When I wrapped him up in my arms, he fell back into them, and I rubbed my nose along his perfect left cheek. My skin didn’t prickle, so I knew our argument was over. For two wonderful minutes and nineteen seconds, neither of us moved.
“I fight the urge to cut myself every single day, Max. Every hour, on some days. I find myself inventing excuses to justify it. And then making excuses to be alone so I can. I can’t understand why you’d want to shoulder that.”
“And I can’t understand why you don’t think I would.” I gave him a nudge. “I have massive shoulders.”
With a soft huff, he swivelled to face me. “You do. And you make excellent jokes.”
We kissed. My first kiss-and-make-up kiss, slow and long, deep and soft. Like our tongues were carrying on with the sorrys. It was a kiss hinting I was even more than indispensable; I was essential. That he needed me like our ripening vines needed sunlight. That, with time, he could grow to maybe-love me too.
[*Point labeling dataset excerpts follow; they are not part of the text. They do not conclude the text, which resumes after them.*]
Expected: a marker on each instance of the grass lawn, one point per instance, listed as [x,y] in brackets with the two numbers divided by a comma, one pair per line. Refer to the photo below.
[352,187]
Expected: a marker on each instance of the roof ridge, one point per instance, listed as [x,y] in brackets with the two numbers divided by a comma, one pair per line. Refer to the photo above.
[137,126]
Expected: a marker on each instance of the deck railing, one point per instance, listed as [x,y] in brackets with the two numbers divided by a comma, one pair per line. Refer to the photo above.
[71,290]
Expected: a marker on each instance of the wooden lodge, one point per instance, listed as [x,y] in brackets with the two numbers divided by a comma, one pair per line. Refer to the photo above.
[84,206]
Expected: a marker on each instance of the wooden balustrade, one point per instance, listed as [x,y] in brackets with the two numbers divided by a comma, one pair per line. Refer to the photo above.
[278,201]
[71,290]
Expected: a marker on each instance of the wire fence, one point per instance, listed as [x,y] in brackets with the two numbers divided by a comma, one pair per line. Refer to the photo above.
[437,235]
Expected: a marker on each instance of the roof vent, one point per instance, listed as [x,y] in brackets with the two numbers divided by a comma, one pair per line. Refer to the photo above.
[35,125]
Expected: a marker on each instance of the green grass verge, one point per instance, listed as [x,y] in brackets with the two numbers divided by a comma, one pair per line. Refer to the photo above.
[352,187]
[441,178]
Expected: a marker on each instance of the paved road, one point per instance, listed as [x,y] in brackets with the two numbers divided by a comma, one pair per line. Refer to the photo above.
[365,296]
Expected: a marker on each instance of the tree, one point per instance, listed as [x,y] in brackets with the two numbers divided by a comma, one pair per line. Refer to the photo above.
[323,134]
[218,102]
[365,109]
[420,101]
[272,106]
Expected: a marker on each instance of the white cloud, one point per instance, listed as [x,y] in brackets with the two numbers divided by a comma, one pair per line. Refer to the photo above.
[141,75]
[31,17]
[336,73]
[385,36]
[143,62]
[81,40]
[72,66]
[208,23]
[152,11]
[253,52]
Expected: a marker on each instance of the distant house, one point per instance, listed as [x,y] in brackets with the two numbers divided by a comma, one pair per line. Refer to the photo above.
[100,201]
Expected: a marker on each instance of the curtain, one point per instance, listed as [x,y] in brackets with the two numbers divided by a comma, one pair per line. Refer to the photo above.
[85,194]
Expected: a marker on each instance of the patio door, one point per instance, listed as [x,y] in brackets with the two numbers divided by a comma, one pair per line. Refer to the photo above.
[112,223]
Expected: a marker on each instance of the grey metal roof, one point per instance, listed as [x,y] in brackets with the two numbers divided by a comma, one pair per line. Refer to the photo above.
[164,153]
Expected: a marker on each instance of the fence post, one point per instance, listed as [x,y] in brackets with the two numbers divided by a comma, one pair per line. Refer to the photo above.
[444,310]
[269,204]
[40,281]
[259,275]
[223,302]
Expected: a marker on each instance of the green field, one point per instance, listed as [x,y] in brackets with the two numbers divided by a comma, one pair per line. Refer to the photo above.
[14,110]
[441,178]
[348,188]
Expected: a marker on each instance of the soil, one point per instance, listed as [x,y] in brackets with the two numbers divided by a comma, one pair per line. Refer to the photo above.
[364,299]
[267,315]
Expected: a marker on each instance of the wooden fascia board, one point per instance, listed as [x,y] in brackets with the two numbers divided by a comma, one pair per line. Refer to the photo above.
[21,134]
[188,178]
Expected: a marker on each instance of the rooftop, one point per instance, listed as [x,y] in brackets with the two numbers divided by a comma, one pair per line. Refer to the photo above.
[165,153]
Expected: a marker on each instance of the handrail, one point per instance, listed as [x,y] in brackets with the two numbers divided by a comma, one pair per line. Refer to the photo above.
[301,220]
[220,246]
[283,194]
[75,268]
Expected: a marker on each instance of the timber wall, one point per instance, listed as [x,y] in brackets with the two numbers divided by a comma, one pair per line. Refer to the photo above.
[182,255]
As Caspian’s hand slipped to the sturdy zip of my waders, the kiss changed. And, just like that, our romantic date was back on as he tugged my arms from the sleeves and threw his own shirt to the grass. My T-shirt was close behind it.
“Massive shoulders,” agreed Caspian, burying his pretty face against my right one. Entwining my fingers in his, I pulled him away and back to the blankets.
“They look even bigger when I lie down.”
After that, it wasn’t long until Caspian had his pretty face buried between my thighs. Which made it prettier still. And then he whipped out his secret second tongue, the pointy one he saved for my slit, which he kept hidden during non-blowjob related activities behind his normal, flatter one.
As his penis was also erect, he suggested we do the sixty-nine position. He wouldn’t suggest it again in a hurry. We discovered I couldn’t concentrate on his penis as well as my own pleasure, especially as I’m taller than him by 29.3 centimetres and the position was awkward. So, switching between his two tongues, he sucked my cock and laved along my shaft until I came in his mouth.
And then I returned the favour. Caspian has a Perfect Penis as well as a Perfect Peach.